At the Colorado Springs Balloon Glow, where the evening light fades and burners ignite with steady flame, one balloon stood out for more than its bright colors. Its name? Voluntold.
With deep blues, golds, and reds, and a trio of sculpted animals—a sheep, a duck, and a rooster—Voluntold blends humor with historical reference. It’s not just a crowd-pleaser. It’s a nod to the very first hot air balloon flight.
Echoes of 1783
In 1783, the Montgolfier brothers launched a balloon in Paris with three passengers: a sheep, a duck, and a rooster. They were chosen to represent land, water, and air animals, and their flight marked the beginning of human aviation.
Voluntold brings those original passengers back—not as scientific specimens, but as playful characters. The sheep looks calm, the duck wide-eyed, and the rooster slightly confused. They’re sculpted into the balloon’s lower panels, visible from the ground and instantly recognizable. It’s a clever tribute to the roots of flight.
The Satire of Civic Participation
The name Voluntold adds another layer. It’s a familiar term for anyone who’s been “volunteered” for something they didn’t sign up for—helping at a school event, joining a committee, or leading a neighborhood project. The balloon’s trading card leans into this theme, showing sheep parachuting through the sky, one clinging to the balloon like it missed the signal.
It’s funny, but it also hits close to home. Because most of us have been that sheep.
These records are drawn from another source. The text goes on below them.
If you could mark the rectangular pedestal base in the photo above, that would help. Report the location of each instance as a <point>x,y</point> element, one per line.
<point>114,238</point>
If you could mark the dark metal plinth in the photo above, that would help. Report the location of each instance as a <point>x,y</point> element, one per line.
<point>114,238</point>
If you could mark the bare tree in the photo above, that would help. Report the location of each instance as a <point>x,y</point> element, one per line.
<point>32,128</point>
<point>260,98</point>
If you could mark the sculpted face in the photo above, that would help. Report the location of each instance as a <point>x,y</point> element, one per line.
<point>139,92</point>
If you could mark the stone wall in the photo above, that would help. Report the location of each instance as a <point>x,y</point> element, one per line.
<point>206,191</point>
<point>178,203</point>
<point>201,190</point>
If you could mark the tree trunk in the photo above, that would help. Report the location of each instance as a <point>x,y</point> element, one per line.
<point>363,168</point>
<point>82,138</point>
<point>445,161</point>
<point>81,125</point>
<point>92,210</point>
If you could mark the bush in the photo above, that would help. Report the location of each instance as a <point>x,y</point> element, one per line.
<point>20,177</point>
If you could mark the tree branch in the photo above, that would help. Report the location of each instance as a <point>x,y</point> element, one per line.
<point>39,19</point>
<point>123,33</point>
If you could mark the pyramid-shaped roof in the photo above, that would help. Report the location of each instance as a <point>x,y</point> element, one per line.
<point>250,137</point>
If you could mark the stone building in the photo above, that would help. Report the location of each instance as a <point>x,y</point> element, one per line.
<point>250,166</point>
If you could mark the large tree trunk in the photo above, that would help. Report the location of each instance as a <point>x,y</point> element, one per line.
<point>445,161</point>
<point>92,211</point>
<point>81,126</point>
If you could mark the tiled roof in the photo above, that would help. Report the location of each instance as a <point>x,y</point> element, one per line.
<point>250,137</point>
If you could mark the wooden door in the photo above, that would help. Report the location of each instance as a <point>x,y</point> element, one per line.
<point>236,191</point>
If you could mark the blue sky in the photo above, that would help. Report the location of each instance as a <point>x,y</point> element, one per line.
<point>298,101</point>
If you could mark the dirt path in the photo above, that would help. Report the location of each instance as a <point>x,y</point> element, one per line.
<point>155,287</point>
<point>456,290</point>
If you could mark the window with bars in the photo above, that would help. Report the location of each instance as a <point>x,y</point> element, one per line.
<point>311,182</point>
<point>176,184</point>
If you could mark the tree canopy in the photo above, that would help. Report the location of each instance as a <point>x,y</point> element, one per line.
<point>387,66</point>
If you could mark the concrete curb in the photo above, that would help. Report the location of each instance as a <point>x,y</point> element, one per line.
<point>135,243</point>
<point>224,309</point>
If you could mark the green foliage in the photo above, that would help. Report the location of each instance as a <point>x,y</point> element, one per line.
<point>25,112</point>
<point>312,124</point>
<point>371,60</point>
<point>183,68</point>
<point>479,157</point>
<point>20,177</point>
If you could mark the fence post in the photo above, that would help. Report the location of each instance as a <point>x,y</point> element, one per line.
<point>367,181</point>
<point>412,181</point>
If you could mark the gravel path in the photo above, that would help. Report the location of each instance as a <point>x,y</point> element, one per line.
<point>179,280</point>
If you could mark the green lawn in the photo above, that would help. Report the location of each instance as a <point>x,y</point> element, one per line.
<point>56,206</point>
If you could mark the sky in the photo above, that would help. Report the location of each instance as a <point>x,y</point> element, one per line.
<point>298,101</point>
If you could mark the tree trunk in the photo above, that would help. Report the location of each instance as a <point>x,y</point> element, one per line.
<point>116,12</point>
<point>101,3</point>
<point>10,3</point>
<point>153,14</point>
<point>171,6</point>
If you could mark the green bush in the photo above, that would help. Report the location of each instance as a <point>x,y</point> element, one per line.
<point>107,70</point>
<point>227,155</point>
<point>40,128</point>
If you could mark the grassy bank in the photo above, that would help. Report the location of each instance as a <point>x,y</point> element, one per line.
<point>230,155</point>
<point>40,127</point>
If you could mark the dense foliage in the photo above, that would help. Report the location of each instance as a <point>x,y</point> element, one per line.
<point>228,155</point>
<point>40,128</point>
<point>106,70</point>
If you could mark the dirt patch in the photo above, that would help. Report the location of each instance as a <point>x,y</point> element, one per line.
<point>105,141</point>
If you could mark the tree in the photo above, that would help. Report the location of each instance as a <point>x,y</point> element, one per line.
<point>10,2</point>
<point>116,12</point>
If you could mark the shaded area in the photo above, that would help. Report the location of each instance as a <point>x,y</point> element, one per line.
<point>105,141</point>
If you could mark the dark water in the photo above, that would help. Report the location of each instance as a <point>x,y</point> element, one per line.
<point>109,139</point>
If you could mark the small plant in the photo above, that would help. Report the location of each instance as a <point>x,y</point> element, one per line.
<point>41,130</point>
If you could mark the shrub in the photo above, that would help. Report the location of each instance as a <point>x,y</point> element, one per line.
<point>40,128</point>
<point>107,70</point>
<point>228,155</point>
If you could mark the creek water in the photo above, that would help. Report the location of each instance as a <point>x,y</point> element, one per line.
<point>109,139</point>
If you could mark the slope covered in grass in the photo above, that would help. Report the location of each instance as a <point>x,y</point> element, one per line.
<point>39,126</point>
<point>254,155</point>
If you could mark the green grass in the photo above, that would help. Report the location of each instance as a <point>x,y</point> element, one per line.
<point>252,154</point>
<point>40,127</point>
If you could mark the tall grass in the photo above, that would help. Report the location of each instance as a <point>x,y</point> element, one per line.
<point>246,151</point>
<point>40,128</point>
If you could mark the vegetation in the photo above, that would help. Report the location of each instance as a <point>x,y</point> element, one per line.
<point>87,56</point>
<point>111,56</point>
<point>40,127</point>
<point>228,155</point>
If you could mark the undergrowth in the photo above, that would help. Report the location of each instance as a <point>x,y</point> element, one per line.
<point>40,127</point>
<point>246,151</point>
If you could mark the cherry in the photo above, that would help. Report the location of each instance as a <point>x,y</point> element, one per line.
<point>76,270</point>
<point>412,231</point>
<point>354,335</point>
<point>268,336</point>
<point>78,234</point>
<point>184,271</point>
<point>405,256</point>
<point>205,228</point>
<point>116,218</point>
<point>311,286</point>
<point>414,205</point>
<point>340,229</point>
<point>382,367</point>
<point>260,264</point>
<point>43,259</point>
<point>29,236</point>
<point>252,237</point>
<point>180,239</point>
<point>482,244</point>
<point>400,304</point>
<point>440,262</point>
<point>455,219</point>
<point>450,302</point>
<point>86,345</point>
Still, Voluntold doesn’t mock participation—it reframes it. It suggests that even when we’re pushed into action, we might discover something worthwhile. The sheep may not have chosen the ride, but it’s smiling anyway.
A Balloon That Carries More Than Air
For Jeannette and me, Voluntold sparked a deeper conversation. About the roles we take on, the expectations we navigate, and the humor we find in the tension between choice and responsibility. It reminded us that history isn’t just about inventors and royalty—it’s about everyday people, caught in moments they didn’t plan, finding meaning as they go.
So here’s to the sheep, the duck, and the rooster. To the ones who go first, who test the winds, who float into history with wide eyes and uncertain wings. And to the balloon that reminds us: sometimes, being voluntold is how we rise.